Buy that man a drink

Glenn Reynolds, the University of Tennessee law professor who helms Instapundit, has a column out today in the Wall Street Journal calling for an end to the 21-year old drinking age.

This is well-plowed ground, but worth going over again. Reynolds makes a key point about what it means to be 18:

Along with joining the military, 18-year-olds can vote, marry, sign contracts, and even take on a crippling lifetime burden of student loan debt in pursuit of an education that may never land them a job. Yet we face the absurd phenomenon of colleges encouraging students to go into six-figure debt—which can't be discharged in bankruptcy—but forbidding them to drink on campus because they're deemed insufficiently mature to appreciate the risks.

That is an odd way to treat people. And there's more, including the key point:

Defenders of the status quo claim that highway deaths have fallen since the drinking age was raised to 21 from 18, but those claims obscure the fact that this decline merely continued a trend that was already present before the drinking age changed—and one that involved every age group, not merely those 18-21. Research by economist Jeffrey A. Miron and lawyer Elina Tetelbaum indicates that a drinking age of 21 doesn't save lives but does promote binge drinking and contempt for the law.
 
More than anything else, that's always been my largest problem with the drinking age change, which took place in the 1980s. We have in place a sort of 3-year Volstead Act right of passage built into our society. We also end up seeing people drink furtively and in large quantities, which is precisely the wrong way to go about dealing with drinking.
 
I don't drink much any more. I have had a number of friends and associates who have battled the bottle over the years and it's easy to see the pernicious effects that alcoholism has. No one disputes those things. But I do believe this:  we'd have less problems if people learned how to drink the right way, in a social setting, with the supervision and support of peers. You're a lot more likely to get into trouble if you're pounding drinks out on an abandoned highway than you are in a tavern.

4 comments:

Bike Bubba said...

Amen. My dad made a point of (illegally I guess) giving me a sip of his drinks from a young age, and told me I could drink as much as I wanted--at home. So I never felt the need to get hammered.
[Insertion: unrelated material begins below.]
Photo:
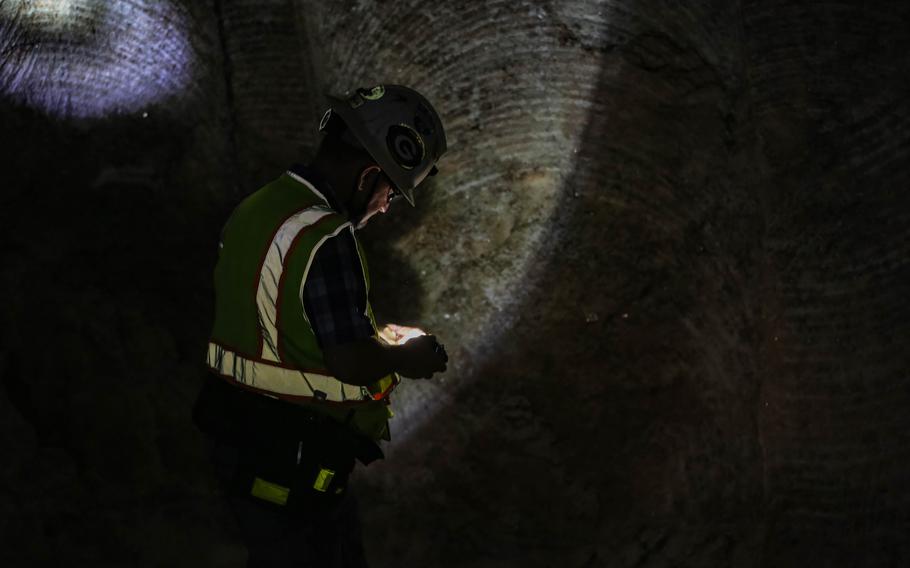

Eliminating the drinking age altogether might do wonders to reduce drunkenness, ironically.

Anonymous said...

The inconsistency in our laws in terms of when a person is considered to be an adult has always confused me. What's even more amazing is that in many jurisdictions, the fine for underage drinking is higher for the 18-20 crowd, than it is for the 18 and under crowd.

If one really looks back, this move was one of the first that really accelerated the Nanny state mentality.

Bike Bubba said...

My favorite inconsistency in "majority" status was one my parents told me; apparently, in Illinois in the 1960s, a woman attained her majority at age 18 or 19, but a man only at age 21. So in many cases, high school sweethearts could not get married without waiting.....

Gino said...

bubba: my parents were 20 and 21 when they hitched in 1957 Chicago.

mom(21) thought it was hilarious that the man she married needed a parental signature (his dad had just arrived 6 mos earlier) when he'd basically been on his own since he arrived in country at 15. (when they first dated, she always thought he was 3-4 yrs older then her. after about 6 months, she found he was just a 'kid' so to speak.